Fort Edmonton Bridge under construction. Photograph by Nordahl Flakstad.
The latest pedestrian and bicycle crossing over the North Saskatchewan River pushes Edmonton’s extensive multiple-use trail system westward. It also provides an unusual piece of Prairie scenery — a suspension bridge.
Apart from a 50-year-old crossing of the Peace River at Dunvegan, Alberta, and a few smaller variants hidden away in locales like golf courses, suspension bridges are rare in the Prairies.
Due for completion this fall, the new $23-million Fort Edmonton Footbridge, joins that limited list. CH2M HILL was the prime consultant on the project, which is located in the city’s West End. The bridge connects the Patricia Heights, Westridge and Oleskiw neighbourhood with existing bank trails and with Fort Edmonton, an outdoor museum housing replica and historic buildings dating back to fur-trade days.
For project manager Gary Kriviak, P.Eng. of CH2M HILL a suspension bridge was a natural choice. “A key objective of the client (the City of Edmonton) for the crossing was to have a well suited signature-quality structure that would be a destination, as well as a functional crossing.”
Though there is nearby housing, it’s mostly hidden by vegetation and curves in the river valley. The bridge shares some of the organic lines prevalent in the meandering waterway, and was selected to complement not clash with the natural surroundings. Besides pleasing the eye when viewed from afar, the bridge has gathering plazas integrated into its structure to provide those using the bridge with enhanced views of the natural surroundings. The so-called “belvederes” at the two towers and at each entrance to the bridge are offset from the main deck alignment and offer bucolic vistas of the river valley.
Construction began in 2008 on the 246-m long structure, which has a 138-m middle span. Some 30-40 m from each shoreline, in-stream piers/towers rise approximately 30 m from the streambed. Below the deck-level, 14-m high concrete pier shafts extend up from the channel supported on concrete caissons sunk about 12.5 m into the riverbed.
The above-deck portion consists of twin steel towers that support sculpted cast-in-place, reinforced concrete tower caps. The suspended bridge deck is formed from a series of 3-m long pre-cast concrete segments post-tensioned together, forming a 4.5-m clear pathway.

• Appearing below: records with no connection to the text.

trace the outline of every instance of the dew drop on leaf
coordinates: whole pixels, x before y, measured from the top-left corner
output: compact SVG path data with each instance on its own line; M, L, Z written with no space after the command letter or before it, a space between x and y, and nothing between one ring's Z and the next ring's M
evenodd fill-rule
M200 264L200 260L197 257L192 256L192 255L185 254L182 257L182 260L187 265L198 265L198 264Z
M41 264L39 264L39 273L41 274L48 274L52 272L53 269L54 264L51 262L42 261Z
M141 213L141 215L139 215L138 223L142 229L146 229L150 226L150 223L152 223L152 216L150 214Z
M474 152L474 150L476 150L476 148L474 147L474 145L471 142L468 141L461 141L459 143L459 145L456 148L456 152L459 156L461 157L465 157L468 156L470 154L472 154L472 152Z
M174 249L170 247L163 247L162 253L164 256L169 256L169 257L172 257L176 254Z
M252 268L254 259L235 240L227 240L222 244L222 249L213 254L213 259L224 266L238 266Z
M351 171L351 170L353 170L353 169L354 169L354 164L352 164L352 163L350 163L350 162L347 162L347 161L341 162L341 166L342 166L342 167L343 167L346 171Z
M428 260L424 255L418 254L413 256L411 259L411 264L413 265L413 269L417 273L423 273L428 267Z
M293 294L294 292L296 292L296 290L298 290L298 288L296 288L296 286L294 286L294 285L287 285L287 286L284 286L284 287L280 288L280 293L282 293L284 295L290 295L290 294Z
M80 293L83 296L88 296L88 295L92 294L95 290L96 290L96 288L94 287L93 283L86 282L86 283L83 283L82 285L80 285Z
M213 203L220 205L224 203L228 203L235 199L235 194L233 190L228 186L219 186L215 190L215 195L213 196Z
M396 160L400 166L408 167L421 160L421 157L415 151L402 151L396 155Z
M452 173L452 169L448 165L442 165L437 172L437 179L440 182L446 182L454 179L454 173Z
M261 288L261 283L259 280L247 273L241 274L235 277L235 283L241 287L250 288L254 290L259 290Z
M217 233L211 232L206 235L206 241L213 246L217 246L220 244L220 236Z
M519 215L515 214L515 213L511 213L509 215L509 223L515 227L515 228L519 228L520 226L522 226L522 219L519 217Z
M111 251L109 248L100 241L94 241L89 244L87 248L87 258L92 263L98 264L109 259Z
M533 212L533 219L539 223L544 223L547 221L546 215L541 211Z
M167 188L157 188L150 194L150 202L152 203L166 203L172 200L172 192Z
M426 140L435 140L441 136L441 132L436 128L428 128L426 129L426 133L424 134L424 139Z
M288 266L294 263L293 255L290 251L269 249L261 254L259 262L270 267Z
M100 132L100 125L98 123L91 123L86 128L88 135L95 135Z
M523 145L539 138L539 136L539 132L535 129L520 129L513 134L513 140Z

The suspension cables are anchored in cast-in-place reinforced concrete, hollow rectangular boxes secured to the foundation soils with ground anchors. While larger suspension bridges generally require spinning of cables on-site, this “smaller” footbridge employs a pair of continuous pre-manufactured cables imported from Europe.
The suspension bridge has been an interesting challenge for Kriviak and CH2M HILL’s design team. Since suspension bridges are rare in this region, and a relatively uncommon bridge form, the local building trades had somewhat limited experience with such construction. However, access to global design support and know-how made the task easier than it might otherwise have been. The project team included internationally recognized bridge designer Jiri Strasky; HFKS Architects (aesthetics); Boundary Layer Wind Tunnel Laboratory (wind and pedestrian dynamics); Thurber Engineering (geotechnical); NHC (hydrotechnical); EDA Collaborative (trail system); AMEC and CH2M HILL (environmental), and Alberco Construction as general contractor with Cohos Evamy as erection engineer.